Jones, who flew Flying Fortresses during World War II and came home to the family business afterward, ran the grove until hurricanes drove salt into his trees, destroying their commercial potential. The dock, he told us, was built originally to “sell fruit-we welcomed boats that bought fruit.”

Wholesale, Jones used to ship oranges and grapefruit to California and Washington, D.C. His dock is on Florida’s famed Indian River, which once was the heart of its citrus industry, and in its heyday a lot of fruit moved out of here by boat, rail and truck. Then development made land more valuable for pursuits other than agriculture, and little operations like Jones’s largely withered away until, in his case, the storms finished him off.

Now things may have changed again. Florida’s latest real estate boom (there must have been half a dozen since Henry Flagler built the Key West Railroad a century ago and started the state’s seemingly endless cycle of boom and bust) looks as it if has run out, leaving behind yet another round of insensitively developed properties along the shore. Orange groves? Gone. A dock where a guy in a sailboat might tie up for a reasonable price and even get some free oranges? Not possible. A new mega-house in a development behind locked gates? Well, that could be a thing of the past as well.

The striking thing about Florida’s coastline is how intensively developed it is today, and one has to wonder how people get permits to do the things they do. Pile supported docks line the Intracoastal Waterway for miles; shores are bulkheaded; the waterway channel and areas nearby are extensively dredged.

A bigshot with political connections a few miles to the south got permission to block an entire anchorage in a river so he could build a huge marina. A one-time boatyard in Cocoa, where wooden boats were actually built in recent years, has been replaced by a multi-story condo-marina complex.
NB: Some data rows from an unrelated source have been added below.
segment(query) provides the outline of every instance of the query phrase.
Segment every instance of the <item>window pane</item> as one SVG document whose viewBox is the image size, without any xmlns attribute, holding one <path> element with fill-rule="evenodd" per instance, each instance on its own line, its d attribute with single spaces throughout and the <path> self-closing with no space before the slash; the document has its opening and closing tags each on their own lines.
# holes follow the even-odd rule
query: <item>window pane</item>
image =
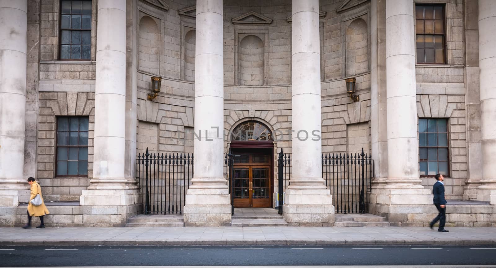
<svg viewBox="0 0 496 268">
<path fill-rule="evenodd" d="M 434 21 L 430 20 L 426 20 L 425 21 L 425 28 L 424 29 L 425 31 L 426 34 L 434 34 Z"/>
<path fill-rule="evenodd" d="M 83 45 L 91 45 L 91 32 L 84 31 L 81 32 L 81 44 Z"/>
<path fill-rule="evenodd" d="M 448 148 L 437 148 L 437 159 L 439 161 L 447 161 Z"/>
<path fill-rule="evenodd" d="M 437 135 L 435 133 L 429 133 L 427 134 L 427 146 L 437 146 Z"/>
<path fill-rule="evenodd" d="M 57 161 L 57 175 L 67 175 L 67 161 Z"/>
<path fill-rule="evenodd" d="M 79 31 L 72 31 L 71 32 L 71 42 L 72 45 L 81 44 L 81 32 Z"/>
<path fill-rule="evenodd" d="M 81 46 L 72 46 L 70 48 L 70 58 L 78 59 L 81 58 Z"/>
<path fill-rule="evenodd" d="M 448 174 L 448 162 L 437 162 L 438 166 L 438 173 L 443 175 Z"/>
<path fill-rule="evenodd" d="M 67 147 L 57 148 L 57 160 L 67 160 Z"/>
<path fill-rule="evenodd" d="M 68 130 L 68 119 L 67 117 L 59 117 L 57 119 L 57 131 L 66 131 Z"/>
<path fill-rule="evenodd" d="M 437 162 L 429 162 L 429 175 L 435 175 L 437 174 Z"/>
<path fill-rule="evenodd" d="M 74 4 L 72 4 L 73 5 Z M 73 5 L 72 6 L 72 9 L 74 9 Z M 433 19 L 434 18 L 434 6 L 424 6 L 424 9 L 425 9 L 426 14 L 426 19 Z"/>
<path fill-rule="evenodd" d="M 62 14 L 70 14 L 70 1 L 62 1 L 61 4 L 62 6 Z"/>
<path fill-rule="evenodd" d="M 57 145 L 68 145 L 67 132 L 57 132 Z"/>
<path fill-rule="evenodd" d="M 427 146 L 427 134 L 426 133 L 419 133 L 419 146 Z"/>
<path fill-rule="evenodd" d="M 83 1 L 83 14 L 91 14 L 91 1 Z"/>
<path fill-rule="evenodd" d="M 81 1 L 72 1 L 72 14 L 81 14 Z"/>
<path fill-rule="evenodd" d="M 424 20 L 416 20 L 415 21 L 415 32 L 417 34 L 423 34 L 425 33 L 424 31 Z"/>
<path fill-rule="evenodd" d="M 434 48 L 434 35 L 425 35 L 424 36 L 424 39 L 425 43 L 425 48 L 426 49 Z"/>
<path fill-rule="evenodd" d="M 77 131 L 71 131 L 69 136 L 69 145 L 77 145 L 78 134 Z"/>
<path fill-rule="evenodd" d="M 446 133 L 439 133 L 437 134 L 438 146 L 447 146 L 448 139 L 447 134 Z"/>
<path fill-rule="evenodd" d="M 88 161 L 79 161 L 78 163 L 78 175 L 86 175 L 88 174 Z"/>
<path fill-rule="evenodd" d="M 88 145 L 88 132 L 79 132 L 79 145 Z"/>
<path fill-rule="evenodd" d="M 70 44 L 70 31 L 62 31 L 61 43 L 64 44 Z"/>
<path fill-rule="evenodd" d="M 427 132 L 437 132 L 437 120 L 435 119 L 430 119 L 427 120 Z"/>
<path fill-rule="evenodd" d="M 86 30 L 91 29 L 91 15 L 83 15 L 82 28 Z"/>
<path fill-rule="evenodd" d="M 428 148 L 427 159 L 429 161 L 437 161 L 437 148 Z"/>
<path fill-rule="evenodd" d="M 77 160 L 77 147 L 69 147 L 69 160 Z"/>
<path fill-rule="evenodd" d="M 77 161 L 69 161 L 67 164 L 67 175 L 77 175 Z"/>
<path fill-rule="evenodd" d="M 444 63 L 444 51 L 443 50 L 435 50 L 435 63 Z"/>
<path fill-rule="evenodd" d="M 81 53 L 81 58 L 83 59 L 89 59 L 91 57 L 91 46 L 81 46 L 83 49 Z"/>
<path fill-rule="evenodd" d="M 435 19 L 443 19 L 444 14 L 442 12 L 442 6 L 434 7 L 434 18 Z"/>
<path fill-rule="evenodd" d="M 446 127 L 445 119 L 437 119 L 437 132 L 447 132 L 447 128 Z"/>
<path fill-rule="evenodd" d="M 88 147 L 79 147 L 79 160 L 88 160 Z"/>
<path fill-rule="evenodd" d="M 418 35 L 418 36 L 417 36 L 417 49 L 423 49 L 424 48 L 424 36 L 423 35 Z"/>
<path fill-rule="evenodd" d="M 444 27 L 442 20 L 436 20 L 434 22 L 434 32 L 436 34 L 444 33 Z"/>
<path fill-rule="evenodd" d="M 427 119 L 419 119 L 419 132 L 427 132 Z"/>
<path fill-rule="evenodd" d="M 417 62 L 423 63 L 426 62 L 426 55 L 424 54 L 424 50 L 417 50 Z"/>
<path fill-rule="evenodd" d="M 71 29 L 81 29 L 81 15 L 72 15 L 71 17 Z"/>
<path fill-rule="evenodd" d="M 88 131 L 88 117 L 79 117 L 79 131 Z"/>
<path fill-rule="evenodd" d="M 427 159 L 427 148 L 419 148 L 419 152 L 420 154 L 420 159 L 423 160 Z"/>
<path fill-rule="evenodd" d="M 61 46 L 61 58 L 70 58 L 70 45 L 62 45 Z"/>
<path fill-rule="evenodd" d="M 424 7 L 420 6 L 415 6 L 415 18 L 416 19 L 423 19 L 424 18 Z"/>
<path fill-rule="evenodd" d="M 420 174 L 421 175 L 427 175 L 427 161 L 420 161 Z"/>
<path fill-rule="evenodd" d="M 70 29 L 70 15 L 62 15 L 61 17 L 61 28 Z"/>
</svg>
There’s protected land, but only remnants of what once must have been impressive wild areas. Signs everywhere warn boaters to be mindful of slow-swimming manatees, but the captains of the 30- to 50-knot sportfishermen everywhere are going too fast to read them. Somehow the manatees survive, but one wonders how long they’ll last-or will the economic crisis (or the price of fuel) slow things down to the point where the speedboats will go away and the manatees will be OK?

Given the scale of the downturn and the amount of grass one sees growing up through parking lots in abandoned shopping centers here, it’s a question worth asking. I’ve grown fond of pointing out the upside of recession: it takes the pressure off the land, the shore, the working waterfronts. Sure, jobs are being lost; of course wealth has been wiped out and there’s vast uncertainty out there. But development-particularly the kind of development that’s not well thought through -can be extremely destructive, particularly in a low-lying, wet, environmentally sensitive place like Florida.

And the victims of all this unsustainable growth aren’t just the manatees: it’s the Dick Joneses of this region who made their livings growing oranges and other crops for generations. It’s fishermen and boatbuilders and other small-time workers who once depended on the land and water to earn a living. It’s ways of life that visitors once came here to watch and enjoy. Those ways of life are largely gone now, but there are survivors like Dick Jones-evocative reminders of what we have lost and may never regain. Or, in these hard economic times, will we?

David D. Platt is former editor of Working Waterfront. He’s working on his post-retirement transition by leaving his snow shovel at home and sailing down the East Coast in the general direction of warmer weather.